Der Gedanke, hierzu einen Mikroplatten-Reader einzusetzen, liegt durchaus nahe, scheitert bei konventionellen Geräten aber zumeist an zwei entscheidenden Punkten: Mit den üblichen Readern ist es nicht möglich, einzelne Wells der Platte mit einem exakt vorgegebenen Beleuchtungsprogramm zu illuminieren. Hinzu kommt, dass die Lichtquellen von Mikroplatten-Readern in der Regel zu schwach sind. Die in den Wells ankommende Lichtintensität reicht nicht aus, um die Lichtsensoren der untersuchten Photorezeptoren in kurzen Zeitintervallen zu aktivieren.

Was also tun? Möglichs Mitarbeitern fiel eine verblüffend einfache Lösung dieses Problems ein: Sie besorgten sich zunächst einen Mikroplatten-Reader, der mit einem Injektionsmodul ausgestattet ist. Eigentlich ist dieses dafür vorgesehen, Probenflüssigkeiten zu definierten Zeitpunkten eines Messprotokolls in einzelne Wells zu injizieren.

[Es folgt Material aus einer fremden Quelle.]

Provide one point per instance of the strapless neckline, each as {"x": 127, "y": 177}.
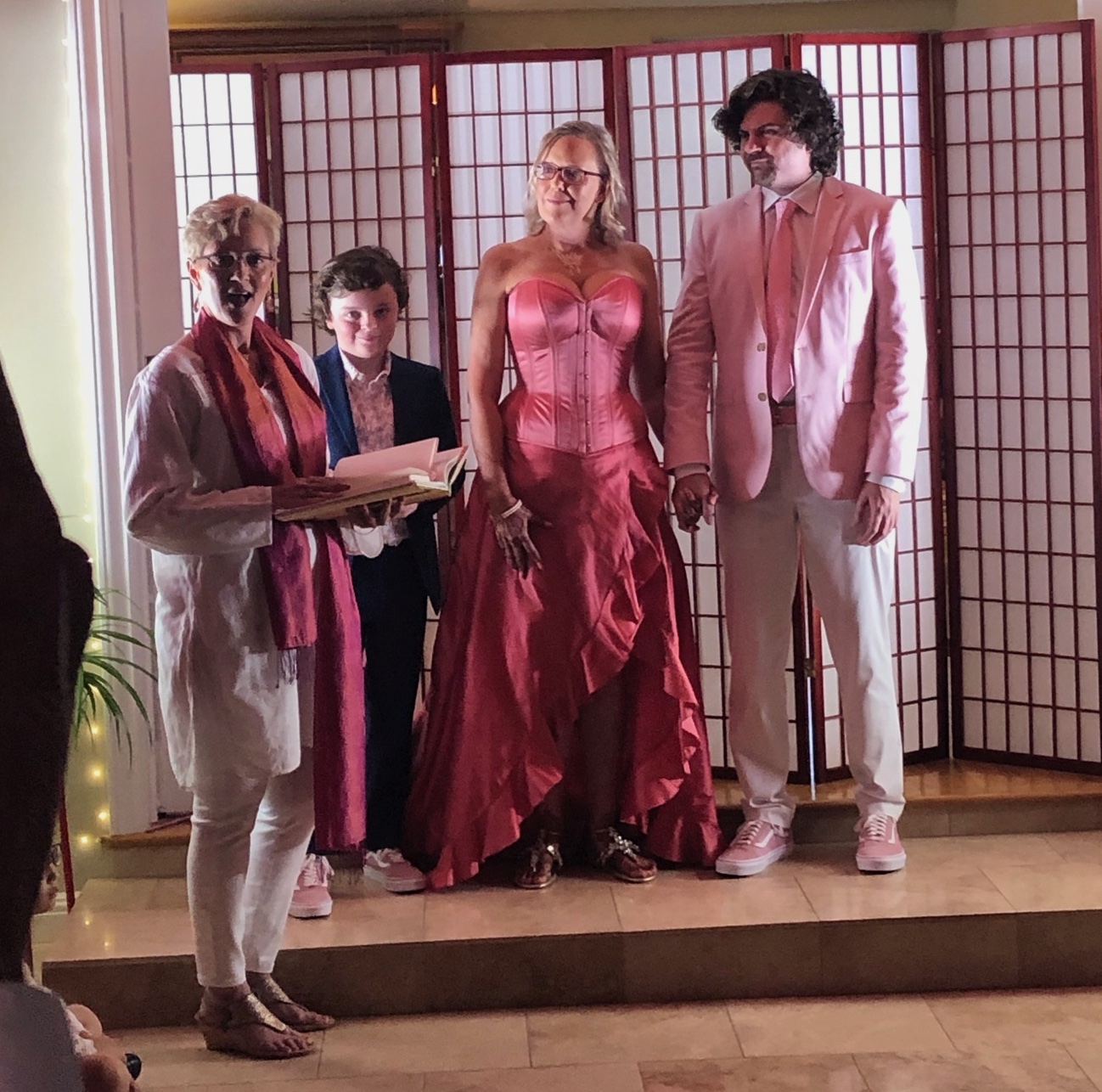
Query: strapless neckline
{"x": 573, "y": 290}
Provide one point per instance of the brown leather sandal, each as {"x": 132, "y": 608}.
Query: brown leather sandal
{"x": 621, "y": 858}
{"x": 539, "y": 864}
{"x": 295, "y": 1016}
{"x": 222, "y": 1026}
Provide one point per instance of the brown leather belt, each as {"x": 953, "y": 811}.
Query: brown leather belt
{"x": 783, "y": 414}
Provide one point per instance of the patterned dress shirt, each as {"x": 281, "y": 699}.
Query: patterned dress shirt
{"x": 373, "y": 414}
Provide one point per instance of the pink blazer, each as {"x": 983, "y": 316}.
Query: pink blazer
{"x": 860, "y": 341}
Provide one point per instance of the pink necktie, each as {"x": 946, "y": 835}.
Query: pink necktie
{"x": 779, "y": 304}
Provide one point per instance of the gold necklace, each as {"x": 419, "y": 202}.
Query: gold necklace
{"x": 571, "y": 259}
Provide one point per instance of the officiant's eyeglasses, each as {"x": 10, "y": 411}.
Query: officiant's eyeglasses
{"x": 222, "y": 262}
{"x": 572, "y": 175}
{"x": 764, "y": 132}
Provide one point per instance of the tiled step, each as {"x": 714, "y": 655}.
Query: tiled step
{"x": 945, "y": 799}
{"x": 968, "y": 913}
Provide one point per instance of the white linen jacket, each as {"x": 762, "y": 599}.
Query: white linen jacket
{"x": 228, "y": 707}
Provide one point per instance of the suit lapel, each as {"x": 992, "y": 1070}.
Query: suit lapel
{"x": 828, "y": 216}
{"x": 335, "y": 396}
{"x": 747, "y": 232}
{"x": 402, "y": 396}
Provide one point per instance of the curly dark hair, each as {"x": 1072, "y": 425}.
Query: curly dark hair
{"x": 806, "y": 102}
{"x": 359, "y": 267}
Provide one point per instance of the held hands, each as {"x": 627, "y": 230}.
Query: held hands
{"x": 304, "y": 492}
{"x": 877, "y": 514}
{"x": 380, "y": 513}
{"x": 511, "y": 532}
{"x": 694, "y": 496}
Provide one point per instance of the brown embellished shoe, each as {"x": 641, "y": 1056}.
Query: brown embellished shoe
{"x": 621, "y": 858}
{"x": 539, "y": 863}
{"x": 244, "y": 1025}
{"x": 291, "y": 1013}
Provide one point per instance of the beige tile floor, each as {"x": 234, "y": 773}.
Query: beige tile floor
{"x": 1040, "y": 1041}
{"x": 987, "y": 874}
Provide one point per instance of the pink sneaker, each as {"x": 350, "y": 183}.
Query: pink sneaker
{"x": 312, "y": 897}
{"x": 391, "y": 870}
{"x": 879, "y": 845}
{"x": 756, "y": 847}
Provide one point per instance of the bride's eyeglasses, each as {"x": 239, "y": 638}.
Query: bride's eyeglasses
{"x": 572, "y": 175}
{"x": 222, "y": 262}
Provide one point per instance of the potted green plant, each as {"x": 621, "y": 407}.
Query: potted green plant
{"x": 115, "y": 645}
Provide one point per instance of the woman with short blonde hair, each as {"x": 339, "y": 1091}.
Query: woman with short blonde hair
{"x": 257, "y": 629}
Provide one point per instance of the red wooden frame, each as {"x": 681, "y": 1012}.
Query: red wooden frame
{"x": 999, "y": 695}
{"x": 428, "y": 195}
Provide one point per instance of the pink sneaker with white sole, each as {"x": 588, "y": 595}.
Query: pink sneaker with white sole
{"x": 312, "y": 897}
{"x": 756, "y": 845}
{"x": 879, "y": 845}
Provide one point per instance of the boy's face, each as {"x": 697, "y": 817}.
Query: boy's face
{"x": 363, "y": 323}
{"x": 48, "y": 889}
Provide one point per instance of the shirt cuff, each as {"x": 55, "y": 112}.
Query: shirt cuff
{"x": 363, "y": 541}
{"x": 686, "y": 469}
{"x": 901, "y": 485}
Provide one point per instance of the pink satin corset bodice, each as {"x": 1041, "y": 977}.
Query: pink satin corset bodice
{"x": 574, "y": 357}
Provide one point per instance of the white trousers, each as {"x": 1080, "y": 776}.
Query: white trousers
{"x": 853, "y": 587}
{"x": 248, "y": 843}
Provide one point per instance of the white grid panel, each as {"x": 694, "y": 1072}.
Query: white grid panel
{"x": 496, "y": 114}
{"x": 353, "y": 172}
{"x": 1019, "y": 163}
{"x": 214, "y": 132}
{"x": 880, "y": 92}
{"x": 680, "y": 165}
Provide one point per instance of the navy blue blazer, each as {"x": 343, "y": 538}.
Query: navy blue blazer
{"x": 421, "y": 410}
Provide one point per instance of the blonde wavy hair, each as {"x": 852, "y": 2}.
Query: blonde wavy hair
{"x": 216, "y": 221}
{"x": 607, "y": 225}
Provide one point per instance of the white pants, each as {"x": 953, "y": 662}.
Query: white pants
{"x": 248, "y": 842}
{"x": 853, "y": 585}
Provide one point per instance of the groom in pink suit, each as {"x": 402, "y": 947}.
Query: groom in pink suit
{"x": 805, "y": 291}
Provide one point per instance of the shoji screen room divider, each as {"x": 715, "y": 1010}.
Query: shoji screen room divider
{"x": 990, "y": 139}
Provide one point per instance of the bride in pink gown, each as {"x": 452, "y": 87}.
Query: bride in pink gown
{"x": 565, "y": 667}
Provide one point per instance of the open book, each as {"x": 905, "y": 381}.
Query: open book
{"x": 413, "y": 472}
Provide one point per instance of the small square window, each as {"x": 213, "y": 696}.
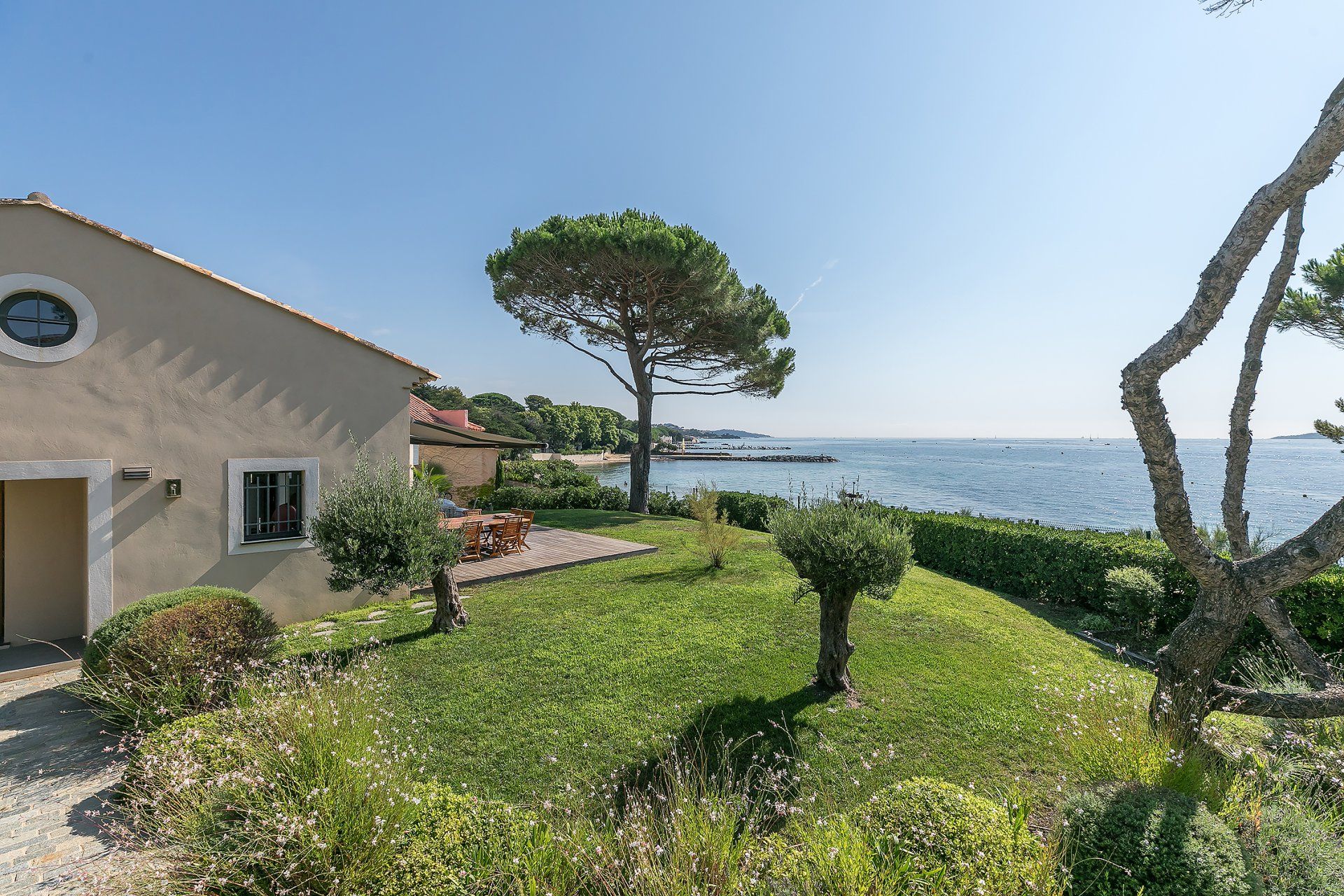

Das Modul besteht aus einem dünnen Metallzylinder mit zwei integrierten Injektionsdüsen, der in einem kleinen Loch im Gehäusedeckel des Geräts steckt. Eine elektronische Steuerung positioniert die einzelnen Wells der Mikrotiterplatte, in die eine Flüssigkeit abgegeben werden soll, zum gewünschten Zeitpunkt exakt unter dieser Öffnung.

Die Berliner Forscher entfernten eine der Injektionsdüsen aus dem Zylinder und führten stattdessen ein lichtleitendes Glasfaserkabel ein, das sie an eine Lichtquelle mit verschiedenfarbigen LEDs anschlossen. Die ursprüngliche elektronische Regelung des Injektionsmoduls kaperte die Gruppe mit einem Microcontroller, den sie sich von der Open-Source-Elektronik-Plattform Arduino organisierte.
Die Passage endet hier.